Por ello, hoy nos centraremos en el miedo a estar solos en los niños. Una sensación que, ya sea real o imaginaria, nos permite evitar un peligro y actuar con precaución.

“El temor a la soledad es un miedo habitual en los niños. Les gusta tener a sus padres a su lado y sentir que llaman su atención”

¿Cuándo aparece el miedo a estar solos en los niños?

Las emociones primarias son innatas. Es una emoción que, aunque en una primera instancia es complicada, resulta necesaria para la supervivencia y se adquiere de la experiencia directa.

La principal razón de esta afirmación es que permite ponerse a salvo en situaciones extremas de riesgo que se presentan en la vida. El sentimiento de terror varía dependiendo de las edades y del tipo de niños, pues unos son propensos a ser más miedosos que otros.

Normalmente, este temor a quedarse solos suele darse en niños entre los 2 y 4 años de edad. Este miedo aparece asociado a otro tipo de temores, como por ejemplo, a los animales, las máscaras, la oscuridad o los disfraces, entre otros.

Sin embargo, este miedo, que se presenta como habitual, está comprobado que va desapareciendo progresivamente con el paso de los años. Intentan sentirse mayores al ver que son capaces de hacer las cosas por sí solos.

Es normal que los niños pequeños sientan miedo de estar solos.

¿Cómo ayudar a los niños cuando sienten miedo a quedarse solos?

Cuando prolifera el miedo a estar solos en los niños, hay que intentar ayudarles a que sepan disfrutar de la soledad. Es decir, darles a conocer de manera progresiva la forma de enfrentarse a ratos a solas, pero en periodos no muy largos de tiempo.

Estos son alguno de los consejos que se proponen para ir dejando de lado ese miedo que invade a algunos niños:

  • Que empiecen a jugar solos en su habitación, sin nuestro apoyo continuo.
  • Permitirles hacer tareas sin compañía. Cosas tan simples como ir a comprar el pan o al colegio. Siempre y cuando les hagamos saber que se sienten apoyados por alguien.
  • Contarles cómo va a ser la experiencia nueva que van a enfrentar. Por ejemplo, mediante un cuento.
  • Preguntar y hablar con el niño sobre lo que le inquieta.
  • Enseñarle a ser el dueño de sus emociones, controlarlas adecuadamente.
  • No enfrentarlo a su miedo. Esto puede originarle ansiedad y angustia.
  • No quitar importancia a lo que le pasa. Es necesario dejar claro que no podemos evitar que afloren según qué tipo de emociones.

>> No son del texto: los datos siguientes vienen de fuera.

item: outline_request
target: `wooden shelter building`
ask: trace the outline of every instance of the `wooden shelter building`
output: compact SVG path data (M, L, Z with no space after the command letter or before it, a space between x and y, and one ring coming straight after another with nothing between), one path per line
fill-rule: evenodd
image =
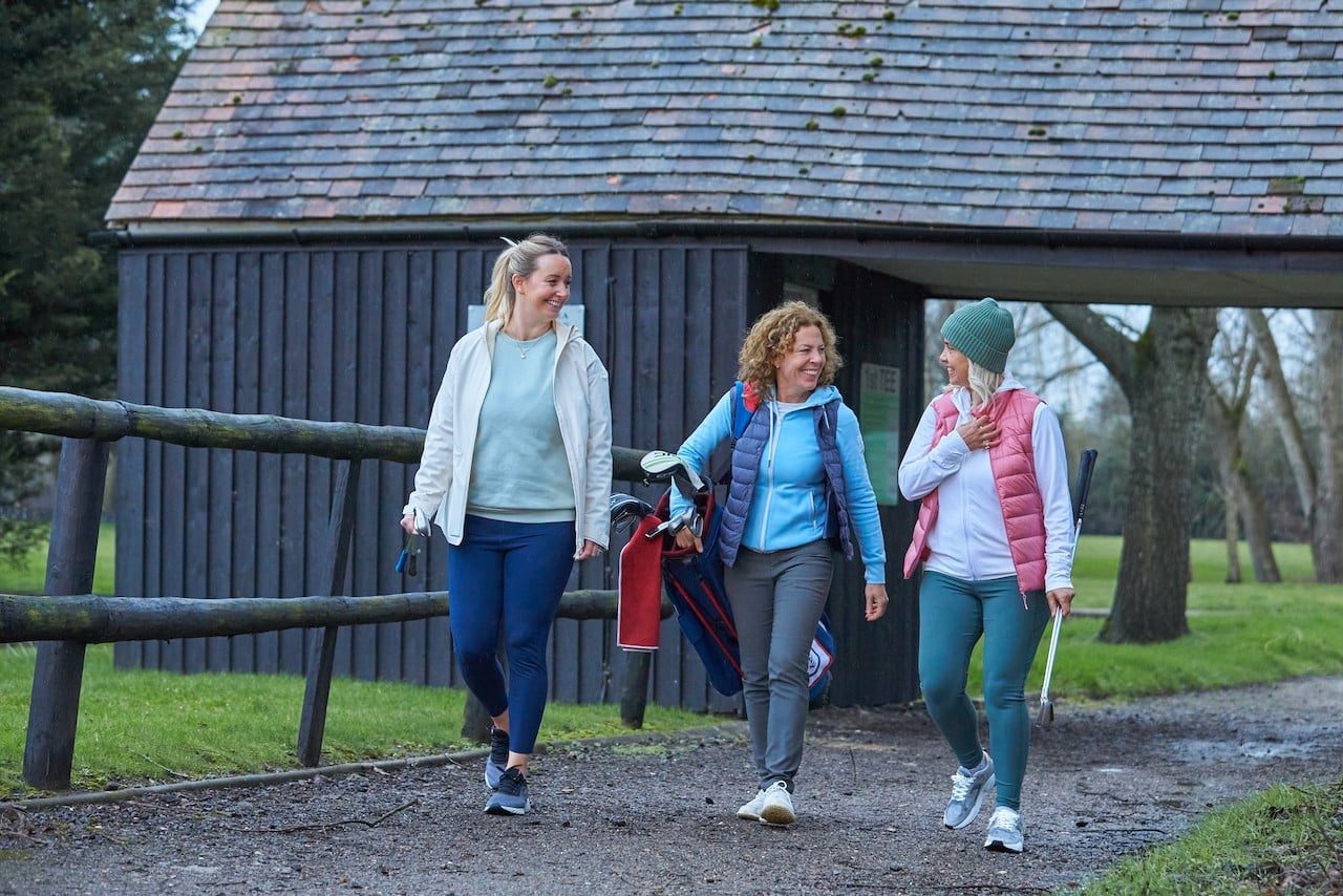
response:
M841 332L893 596L864 623L860 570L837 576L834 700L909 700L894 467L927 400L924 300L1336 305L1336 7L223 0L107 210L120 394L423 426L498 238L545 230L573 250L616 443L674 450L749 322L815 301ZM330 462L137 439L117 461L118 594L320 587ZM363 473L353 594L423 587L392 568L412 474ZM612 587L615 556L573 584ZM427 566L443 587L439 551ZM556 626L555 699L615 699L612 626ZM304 638L117 657L299 672ZM729 705L674 622L663 643L657 701ZM446 619L345 645L340 672L457 682Z

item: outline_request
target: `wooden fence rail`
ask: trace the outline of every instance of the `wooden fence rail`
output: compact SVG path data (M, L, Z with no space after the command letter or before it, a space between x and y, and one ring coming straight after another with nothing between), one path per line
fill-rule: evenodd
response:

Todos los seres humanos tenemos derecho a mostrar aquello que nos ocurre, incluso el temor.
El miedo al fracaso en los niños.

¿Cómo reaccionan los niños cuando tienen miedo?

Cuando son bebés pueden reaccionar con sobresalto o llanto; más tarde, además de llorar, intentan evitar a toda costa la fuente que les causa el temor y buscan la compañía de un adulto que los proteja.

A veces, simplemente, experimentan algún cambio en su conducta habitual; por ejemplo, pueden manifestar alguna regresión en sus hábitos, volviéndose a hacer pis en la cama o a chuparse el dedo cuando ya habían dejado de hacerlo.

Los miedos no son motivo de grandes preocupaciones, pero si son tan intensos y persistentes que repercuten negativamente en el desarrollo del niño, en su vida cotidiana o en sus estudios, y la familia, a pesar de sus esfuerzos, no sabe cómo manejar la situación, sería conveniente visitar a un profesional.

El miedo a estar solos en los niños puede resultar complicado de superar cuando se agarra fuertemente a la persona, más si cabe cuando son niños. Cuando alguien ve que tiene que resolver las cosas por sí mismo, sin apenas alguien que lo apoye o le muestre los pasos que debe de seguir, aprenderá que es capaz.

Si siempre tienen a alguien que lo haga por ellos, se pueden acomodar esperando que otro les resuelva los problemas.

Sin embargo, esto también puede resultar enriquecedor para los niños, pues a medida que el miedo vaya desapareciendo, se convertirá en un sentimiento de fuerza y saber hacer. Les proporcionará los recursos necesarios para enfrentarse a todo que se les ponga por delante.